Marker Therapeutics, Inc., a clinical-stage immuno-oncology company developing next-generation T cell-based immunotherapies for hematologic and solid tumors, announced that the first patient has been treated in its off-the-shelf (OTS) program with promising preliminary safety results.

“The initiation of our OTS program represents a major achievement,” said Juan Vera, M.D., President and CEO of Marker Therapeutics. “One of the biggest limitations to cell therapy is the time-consuming manufacturing of individualized products. With our OTS product, we aim to eliminate this bottleneck and offer a rapid treatment option for patients with aggressive and rapidly progressing diseases. We believe that using commercially available leukapheresis material from healthy donors can facilitate large-scale manufacturing and expedite treatment as fast as 72 hours, while also enabling broader scalability and accessibility of cell therapies at a lower per-dose cost.”

The company is evaluating MT-401, a multi-antigen recognizing (MAR) T cell therapy targeting four tumor-associated antigens, in the Phase 1 RAPID study. The first participant received the OTS product at the initial dose level of 100x10⁶ cells and was monitored for 28 days. Treatment was well tolerated with no therapy-related adverse events, consistent with previously reported favorable safety data for MAR-T cells. The current study focuses on patients with acute myeloid leukemia (AML) or myelodysplastic syndromes (MDS), with plans for potential expansion into additional indications.

“Having a rapid available alternative to individualized T cell production allows us to broaden our clinical investigation of MAR-T cells and to extend the OTS program to other indications,” commented Dr. Vera. “Looking ahead, we will remain focused on advancing our clinical investigation of MAR-T cells in lymphoma. We recently reported promising clinical efficacy and durability data from our APOLLO study where we have observed an objective response rate of 66%, with durable complete responses in patients with non-Hodgkin lymphoma, and we believe our lymphoma program has the potential to qualify for expedited approval.”

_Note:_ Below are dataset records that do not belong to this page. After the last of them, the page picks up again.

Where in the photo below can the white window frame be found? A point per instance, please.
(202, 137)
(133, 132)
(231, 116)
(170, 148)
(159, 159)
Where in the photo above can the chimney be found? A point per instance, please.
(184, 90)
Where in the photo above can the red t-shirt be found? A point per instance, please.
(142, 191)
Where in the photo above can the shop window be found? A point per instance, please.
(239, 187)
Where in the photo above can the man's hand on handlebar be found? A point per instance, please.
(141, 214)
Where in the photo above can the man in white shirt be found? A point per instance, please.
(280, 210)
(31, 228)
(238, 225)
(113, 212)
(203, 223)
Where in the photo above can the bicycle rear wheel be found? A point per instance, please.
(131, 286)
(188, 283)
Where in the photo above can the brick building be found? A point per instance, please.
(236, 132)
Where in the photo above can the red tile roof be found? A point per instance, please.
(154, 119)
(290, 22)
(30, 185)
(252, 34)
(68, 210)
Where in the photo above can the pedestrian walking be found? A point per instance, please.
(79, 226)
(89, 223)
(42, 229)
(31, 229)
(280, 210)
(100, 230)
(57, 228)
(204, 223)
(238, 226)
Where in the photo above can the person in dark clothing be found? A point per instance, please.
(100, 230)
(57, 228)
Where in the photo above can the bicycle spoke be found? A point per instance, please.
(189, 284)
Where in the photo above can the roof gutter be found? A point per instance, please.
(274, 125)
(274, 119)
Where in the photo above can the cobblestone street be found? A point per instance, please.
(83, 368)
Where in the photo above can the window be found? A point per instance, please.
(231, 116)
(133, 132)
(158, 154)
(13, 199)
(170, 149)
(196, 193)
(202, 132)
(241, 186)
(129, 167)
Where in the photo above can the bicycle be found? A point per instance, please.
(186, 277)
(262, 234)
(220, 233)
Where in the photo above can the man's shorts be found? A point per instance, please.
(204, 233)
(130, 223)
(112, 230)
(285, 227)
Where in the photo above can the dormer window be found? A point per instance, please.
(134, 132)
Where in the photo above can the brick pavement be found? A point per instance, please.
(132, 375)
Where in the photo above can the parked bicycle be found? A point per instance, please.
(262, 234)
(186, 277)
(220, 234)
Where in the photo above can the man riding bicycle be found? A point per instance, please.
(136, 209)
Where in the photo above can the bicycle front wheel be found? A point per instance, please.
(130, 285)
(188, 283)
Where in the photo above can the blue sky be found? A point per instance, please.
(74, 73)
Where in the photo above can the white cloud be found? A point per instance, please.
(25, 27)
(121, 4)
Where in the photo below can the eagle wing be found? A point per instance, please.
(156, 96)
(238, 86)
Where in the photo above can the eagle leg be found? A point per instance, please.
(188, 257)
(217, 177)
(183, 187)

The OTS program is supported by non-dilutive funding from the U.S. Food and Drug Administration (FDA), National Institutes of Health (NIH) Small Business Innovation Research (SBIR) program, and the Cancer Prevention and Research Institute of Texas (CPRIT). Marker’s cellular inventory, derived from commercially available leukapheresis material and designed for partial HLA matching, enables scalable patient access. Data from the RAPID trial will inform future development of MAR-T cell products and support broader clinical applications. Meanwhile, the company continues advancing its lead asset, MT-601, in the ongoing Phase 1 APOLLO study in lymphoma, which has shown durable clinical responses and a favorable safety profile.

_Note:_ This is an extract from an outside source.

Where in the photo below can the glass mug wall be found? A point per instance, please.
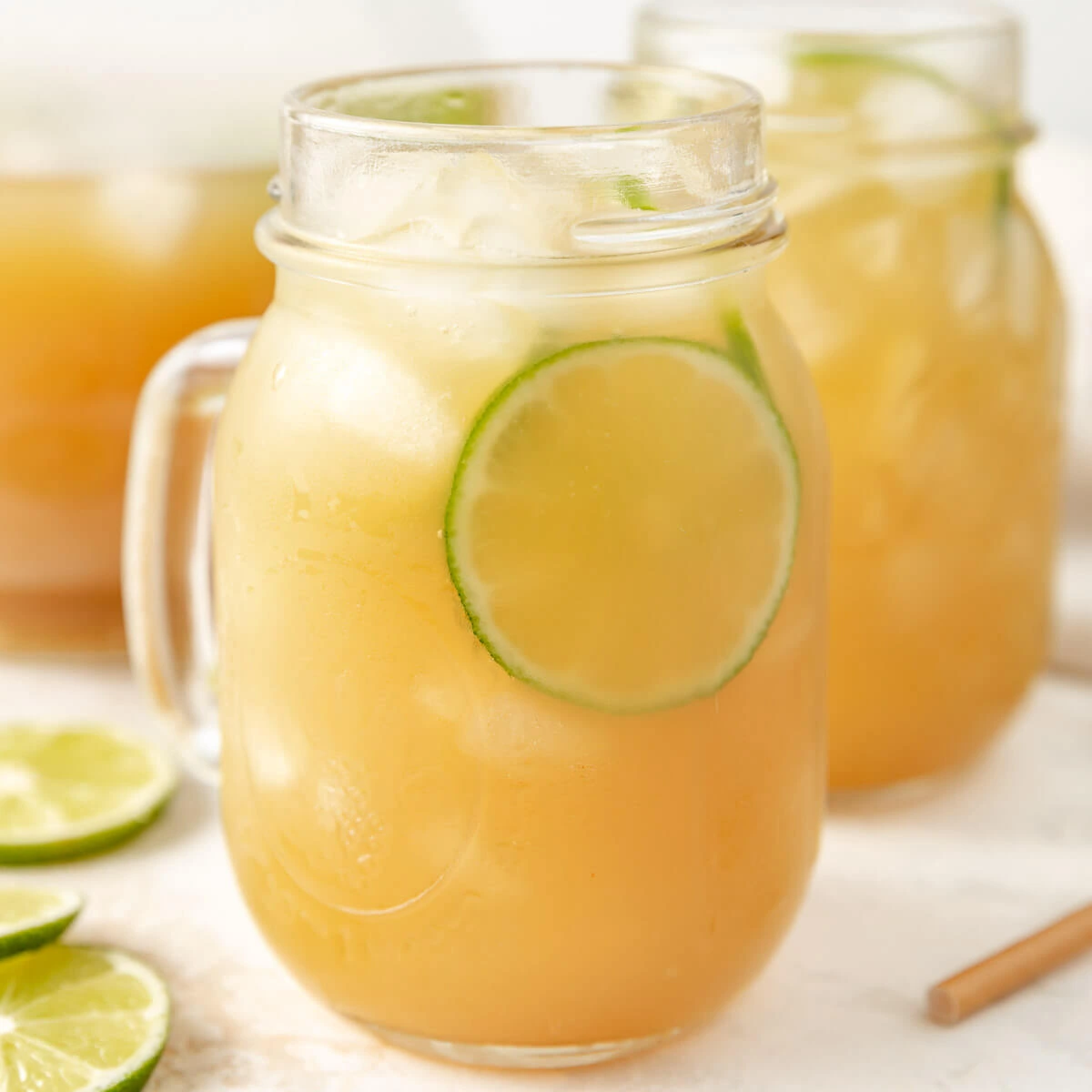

“Behind this milestone is a set of scientific data and a significant body of research and development. This strategy has been extensively tested in the clinic at Baylor College of Medicine, specifically in the context of virus-specific T cells (VST). As we enroll additional patients in the Phase 1 RAPID study, we will continue to closely monitor the safety and long-term treatment effects of our OTS product. The collected data from this trial will serve as a foundation for refining and understanding the performance of MAR-T cells as an OTS product to potentially expand the OTS approach to other product candidates in our pipeline with the goal to accelerate time to treatment in other indications,” concluded Dr. Vera.